The Eurozone’s Arrested Adolescence: Sketching a Way Out of the Crisis
Published By: Fredrik Erixon
Subjects: Eurozone Crisis WTO and Globalisation
Summary
The Eurozone crisis has been reinforced and prolonged by leaders’ inability to agree on robust and credible crisis responses. Individual governments are experiencing sovereign deficit and debt crises, but not the Eurozone at large. Its fiscal position is manageable. The Eurozone is rather going through a crisis of the sovereign – or a crisis of government. Too many of the crisis solutions offered by Eurozone leaders have commanded neither authority nor electoral legitimacy.
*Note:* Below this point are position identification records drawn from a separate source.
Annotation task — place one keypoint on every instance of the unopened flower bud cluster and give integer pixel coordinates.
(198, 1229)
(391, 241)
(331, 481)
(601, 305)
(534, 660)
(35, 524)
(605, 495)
At the heart of the Eurozone crisis is the quest for ultimate responsibility: at which point is responsibility no longer passed on to others? Or as Harry Truman would have phrased it: where does the buck stops? What markets need to know is: if the euro system is getting close to its breaking point, will anyone step in to stop it form breaking apart? Arguably, there is only one actor in Europe with pockets deep enough to offer such a systemic guarantee for the Eurozone. And it is not Germany. In fact, it is delusory to think that Germany, or any other government, has the economic and political capacity to give the systemic guarantee of the euro’s survival that is now absent. No, that actor is the European Central Bank.
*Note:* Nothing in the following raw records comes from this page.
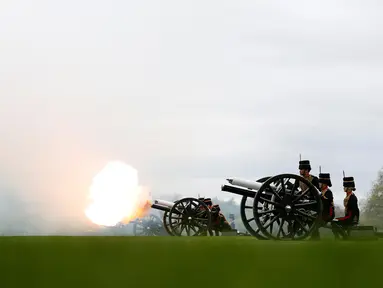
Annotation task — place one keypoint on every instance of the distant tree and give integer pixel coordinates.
(373, 208)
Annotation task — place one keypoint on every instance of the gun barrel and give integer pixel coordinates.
(162, 205)
(254, 185)
(162, 208)
(238, 191)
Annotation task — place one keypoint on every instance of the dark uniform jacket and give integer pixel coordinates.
(313, 179)
(351, 210)
(328, 205)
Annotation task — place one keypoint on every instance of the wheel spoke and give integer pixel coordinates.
(271, 202)
(272, 221)
(305, 204)
(301, 195)
(266, 212)
(305, 214)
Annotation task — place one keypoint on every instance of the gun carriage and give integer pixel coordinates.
(284, 207)
(150, 225)
(189, 217)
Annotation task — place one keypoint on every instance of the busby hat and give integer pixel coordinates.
(208, 202)
(325, 179)
(304, 165)
(348, 182)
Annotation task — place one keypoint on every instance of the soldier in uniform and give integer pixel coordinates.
(219, 222)
(327, 198)
(341, 225)
(232, 219)
(304, 171)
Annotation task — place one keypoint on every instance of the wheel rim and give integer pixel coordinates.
(148, 226)
(189, 217)
(288, 213)
(247, 215)
(166, 223)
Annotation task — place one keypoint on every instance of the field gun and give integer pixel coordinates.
(187, 215)
(192, 216)
(150, 225)
(284, 207)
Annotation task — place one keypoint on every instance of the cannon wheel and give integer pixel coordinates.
(299, 210)
(246, 221)
(150, 225)
(189, 215)
(167, 227)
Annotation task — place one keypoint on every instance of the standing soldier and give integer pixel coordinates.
(327, 198)
(232, 221)
(351, 210)
(304, 171)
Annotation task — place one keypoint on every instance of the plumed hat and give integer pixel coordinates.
(304, 165)
(348, 182)
(325, 179)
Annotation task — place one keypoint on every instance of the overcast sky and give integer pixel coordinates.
(187, 92)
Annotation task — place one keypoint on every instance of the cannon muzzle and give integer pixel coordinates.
(162, 205)
(246, 187)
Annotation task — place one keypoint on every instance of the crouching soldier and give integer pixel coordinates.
(219, 222)
(327, 198)
(341, 225)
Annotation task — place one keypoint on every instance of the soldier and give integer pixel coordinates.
(327, 198)
(219, 221)
(232, 221)
(351, 210)
(304, 171)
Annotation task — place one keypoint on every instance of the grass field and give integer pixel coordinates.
(186, 262)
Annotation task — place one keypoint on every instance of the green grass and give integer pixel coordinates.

Much needs to change for the Eurozone to get out of the crisis. But it must start with a clearer role of the ECB as a lender of last resort to sovereigns. Other measures to support distressed governments are necessary, but they cannot substitute the ECB. The bailout funds will not be able to get as much capital that is necessary to calm markets. And Eurobonds or other larger projects to mutualise accumulated debt are unlikely to be the solution to the current crisis. Eurobonds may be established in the future, but not before the current debt crisis been resolved. The pace of fiscal adjustment needs to slow down in some countries – and, more generally, crisis responses must be more sensitive to the sources of economics problem and where countries are in the recovery cycle. Importantly, structural economic reforms, pushing medium-term economic growth, are necessary to avoid long processes of fiscal adjustments.